From the floor came one of the great words of the day, ‘edutainment’. The challenge to think about how can we make chalk and talk, fun and entertaining?
We set the scene for how we felt about the day which led to the question, if learners feel anxious about a task and have no get out then how can we ensure they stay engaged?
Some comments from the floor:
“It’s about doing the simple thing not just well but excellently.”
“We want new ideas and different things. Where can you fit in excellence?”
“People need to identify how they prefer to engage in learning and seek out these opportunities. If they are not available, we need to make them available.”
We need to move away from educators thinking ‘I’m the one with all the information and I’m here to tell you what you need to know; need to move away from it to the learners leading the learning.
Sometimes you lose track of whether what you’re doing is making a difference, so it is a great opportunity to step back and think about if you’re going in the right direction.
We discussed how we could become comfortable with failing. At the same time we needed to ask “are we getting the right blend of things?”
The whole group was very open and honest about how they felt about the day ahead. Some said “they may be distracted”, while others said “they often preferred to sit and listen,” but this should not be seen as disengaging. The level of honesty in the room during the scene setting exercise, was an indication of just how open people were being in trying a new way of learning.

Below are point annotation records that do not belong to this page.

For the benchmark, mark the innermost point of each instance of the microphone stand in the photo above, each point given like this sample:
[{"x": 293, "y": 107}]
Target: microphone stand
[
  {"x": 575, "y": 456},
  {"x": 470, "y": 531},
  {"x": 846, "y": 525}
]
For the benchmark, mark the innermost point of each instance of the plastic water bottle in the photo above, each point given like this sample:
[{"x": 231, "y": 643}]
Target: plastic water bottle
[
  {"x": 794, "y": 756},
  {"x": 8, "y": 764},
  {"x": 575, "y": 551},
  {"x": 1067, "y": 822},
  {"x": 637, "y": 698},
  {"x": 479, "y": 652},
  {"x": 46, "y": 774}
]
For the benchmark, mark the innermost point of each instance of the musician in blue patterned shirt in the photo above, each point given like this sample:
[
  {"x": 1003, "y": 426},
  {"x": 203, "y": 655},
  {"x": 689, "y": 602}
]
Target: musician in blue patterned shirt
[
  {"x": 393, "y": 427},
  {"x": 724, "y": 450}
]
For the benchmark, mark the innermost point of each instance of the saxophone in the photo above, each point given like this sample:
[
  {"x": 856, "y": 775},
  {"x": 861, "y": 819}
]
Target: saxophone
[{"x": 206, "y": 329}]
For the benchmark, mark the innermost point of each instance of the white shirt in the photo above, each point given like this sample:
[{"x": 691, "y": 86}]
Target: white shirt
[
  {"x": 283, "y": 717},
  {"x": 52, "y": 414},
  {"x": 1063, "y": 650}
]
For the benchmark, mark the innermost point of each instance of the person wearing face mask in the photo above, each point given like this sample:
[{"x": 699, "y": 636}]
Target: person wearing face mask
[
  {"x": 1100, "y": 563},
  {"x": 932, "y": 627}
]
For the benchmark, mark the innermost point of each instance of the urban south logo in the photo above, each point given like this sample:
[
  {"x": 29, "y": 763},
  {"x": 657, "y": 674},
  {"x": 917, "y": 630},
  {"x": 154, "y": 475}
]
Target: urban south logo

Again, we had some excellent points that came from the group:
“I work best when I bounce ideas off people, so it’s great to be in a room of people I can learn from.”
“Being inquisitive isn’t always about openly asking questions out loud but in your own head.”
“When people want to learn it’s easy. It’s getting them to that point that’s the challenge.”
The conversations then moved into three groups. These were based on the subject areas that had been identified during initial discussions. While each ‘track’ had a theme, coach education was the prominent thread throughout all conversations.
As is often the case, the conversations posed more questions than finding concrete answers. However, the more exploratory the conversations became, it was evident that there were some excellent solutions in the rooms that could be shared as well.
A. “Is moving to digital an issue as it makes people remote and they cannot have the dialogue. Possible solution includes online ‘hangouts’.
B. “How do we ensure learning is practically linked to delivery.”
C. “How can we change the culture of learning so coaches become reflective practitioners before they become a skills based coach?”
In spite of the three sessions for Track 1, all three conversations led to the same discussion area which was that we need to develop reflective practitioners, who want to learn more than just develop people who can tell others how to do skills and drills.
A. In spite of targeting a diverse coaching workforce, it is the same usual group of people who have turned up at courses and learning opportunities.
B. What is ‘modern learning?’ It seems to be something that is different to the ‘chalk and talk’ and more CPD opportunities and use of social media discussions.
C. How do we create the Michelin star coach developer, educator?
The word ‘learning’ doesn’t sell. How can we market learning in a way that attracts the people who have a negative association with learning?
A. Can we focus on the formative and developmental approach to coach education rather than the summative assessment?
B. How do we build a system that provides feedback about the difference we make in learning?
C. How do we connect the coaches across sports communities?
Some reflections from those in attendance:
“There needs to be a flexibility in qualifications and the framework to make it fit for purpose.”
“There’s not enough time to put everything onto a qualification. Should it all be CPD?”
The ‘check in’ at the beginning of the day set the tone of the day, which was one of real honesty. The group did answer some questions, but created lots of new ones.
When concluding discussions, the group agreed that lots of things can be incorporated into modern learning but we need to be savvy about the cost attached to new delivery ideas. The scale has to be managed. We posed the question: ‘How can we make the ideas for flexible and modern learning, scaled to be fit for purpose for sport?’
- Are our perceptions of shifting to a different culture the same? If we want to shift the culture, do we all know what that looks like?
- Is ‘learning’ the problem in the first place? How can we market learning to people without the connotation of school?
- Can we personalise the learning journey for the individual in a financially sustainable way?
As a starting point for a new way of learning, the day itself was met with very positive feedback from those who attended. Moving away from an outcome driven, chalk and talk day, the group really dug into some of the key hot topics in modern day coaching. While they left with a lot of questions, they also left knowing what to expect for the next event in January.